China Resources Land Limited 华润置地有限公司
- Type: Public
- Traded as: SEHK: 1109; Hang Seng Index component;
- Industry: Real estate
- Founded: 1994; 32 years ago
- Headquarters: Shenzhen, China
- Area served: China
- Key people: Wu Xiangdong (Executive director)
- Products: Shopping Mall, Residential community, Office
- Services: Residential development, Property investment, Value added services
- Parent: China Resources
- Subsidiaries: China Resources Mixc Lifestyle
- Website: www.crland.com.hk

= China Resources Land =

Chinese property development company

China Resources Land Limited is a property developer of China Resources Group. Its business is the development and management of residential and investment properties in Mainland China major cities including Beijing, Shanghai, Shenzhen, Chengdu, Wuhan and Hefei, Hangzhou, Wuxi, Dalian, Ningbo, Changsha, Suzhou, Chongqing and Shenyang.
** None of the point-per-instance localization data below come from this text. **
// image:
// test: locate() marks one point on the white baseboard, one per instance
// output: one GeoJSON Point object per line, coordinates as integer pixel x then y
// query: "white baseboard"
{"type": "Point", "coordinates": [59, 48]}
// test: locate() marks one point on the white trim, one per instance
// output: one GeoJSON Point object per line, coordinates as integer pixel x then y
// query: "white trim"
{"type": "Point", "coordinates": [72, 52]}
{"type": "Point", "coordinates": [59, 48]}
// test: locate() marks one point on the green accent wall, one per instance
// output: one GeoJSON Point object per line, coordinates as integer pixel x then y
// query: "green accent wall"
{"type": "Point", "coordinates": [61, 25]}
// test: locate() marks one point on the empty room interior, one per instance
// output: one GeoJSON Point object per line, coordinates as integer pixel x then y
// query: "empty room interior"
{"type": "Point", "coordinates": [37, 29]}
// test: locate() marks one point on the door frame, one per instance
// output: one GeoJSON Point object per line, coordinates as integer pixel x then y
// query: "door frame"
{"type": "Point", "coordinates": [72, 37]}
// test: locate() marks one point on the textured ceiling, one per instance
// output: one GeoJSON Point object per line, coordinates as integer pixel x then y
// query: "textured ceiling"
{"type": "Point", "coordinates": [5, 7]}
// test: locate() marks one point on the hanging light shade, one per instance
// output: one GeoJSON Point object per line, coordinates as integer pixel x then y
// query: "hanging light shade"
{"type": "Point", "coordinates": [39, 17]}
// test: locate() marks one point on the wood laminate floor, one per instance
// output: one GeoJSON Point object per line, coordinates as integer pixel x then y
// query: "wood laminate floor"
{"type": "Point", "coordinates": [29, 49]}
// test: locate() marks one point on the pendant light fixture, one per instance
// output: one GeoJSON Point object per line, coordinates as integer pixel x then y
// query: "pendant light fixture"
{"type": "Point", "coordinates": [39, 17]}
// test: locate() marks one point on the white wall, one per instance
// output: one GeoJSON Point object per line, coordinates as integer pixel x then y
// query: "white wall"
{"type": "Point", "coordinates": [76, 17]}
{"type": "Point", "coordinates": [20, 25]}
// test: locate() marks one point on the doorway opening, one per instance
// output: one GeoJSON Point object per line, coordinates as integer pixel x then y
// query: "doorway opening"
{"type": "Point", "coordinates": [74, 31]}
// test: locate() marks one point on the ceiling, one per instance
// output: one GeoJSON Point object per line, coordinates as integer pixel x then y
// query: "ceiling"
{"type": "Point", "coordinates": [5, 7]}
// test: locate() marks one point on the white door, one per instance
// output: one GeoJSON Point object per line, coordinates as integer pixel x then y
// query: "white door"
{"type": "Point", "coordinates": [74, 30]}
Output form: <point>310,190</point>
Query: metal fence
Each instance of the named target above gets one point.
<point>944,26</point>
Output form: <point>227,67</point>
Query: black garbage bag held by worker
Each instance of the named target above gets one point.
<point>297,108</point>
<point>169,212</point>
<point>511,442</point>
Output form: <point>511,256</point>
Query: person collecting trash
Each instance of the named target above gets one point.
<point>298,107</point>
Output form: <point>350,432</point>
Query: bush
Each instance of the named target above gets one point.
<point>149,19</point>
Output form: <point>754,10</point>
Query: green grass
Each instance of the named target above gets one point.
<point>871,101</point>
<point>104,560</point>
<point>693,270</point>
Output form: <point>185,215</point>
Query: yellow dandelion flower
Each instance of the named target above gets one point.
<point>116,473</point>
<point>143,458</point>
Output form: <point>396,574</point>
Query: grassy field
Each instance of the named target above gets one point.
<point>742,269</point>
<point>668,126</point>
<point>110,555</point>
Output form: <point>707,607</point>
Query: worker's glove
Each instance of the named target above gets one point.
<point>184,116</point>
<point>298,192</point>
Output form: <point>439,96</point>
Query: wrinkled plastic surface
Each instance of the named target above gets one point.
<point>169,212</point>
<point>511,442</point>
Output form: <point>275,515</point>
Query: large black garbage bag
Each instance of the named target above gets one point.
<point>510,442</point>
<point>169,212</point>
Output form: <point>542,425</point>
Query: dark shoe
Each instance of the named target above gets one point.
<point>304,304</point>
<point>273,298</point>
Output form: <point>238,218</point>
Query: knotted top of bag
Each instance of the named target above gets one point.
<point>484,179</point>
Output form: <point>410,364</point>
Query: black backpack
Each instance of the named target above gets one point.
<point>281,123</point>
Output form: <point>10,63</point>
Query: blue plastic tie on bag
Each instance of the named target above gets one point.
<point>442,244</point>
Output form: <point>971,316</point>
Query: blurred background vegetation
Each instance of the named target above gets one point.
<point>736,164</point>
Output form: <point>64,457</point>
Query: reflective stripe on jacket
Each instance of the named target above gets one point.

It was listed on the Hong Kong Stock Exchange as red chip stock in 1996.

In June 2024, China Resources Land Limited was among ten companies to receive the (Building and Construction Information) BCI Asia Top 10 Developers Award.

== Background ==
Through its subsidiaries, China Resources Land is engaged in property development, investment and management, and construction and decoration services. China Resources Land's residential projects include Oak Bay, Phoenix City Phase 3, Phoenix Plaza, The Bund Side, Jade City, Phoenix City, Wuhan Phoenix City, Hefei French Annecy and Wuxi Taihu International Community.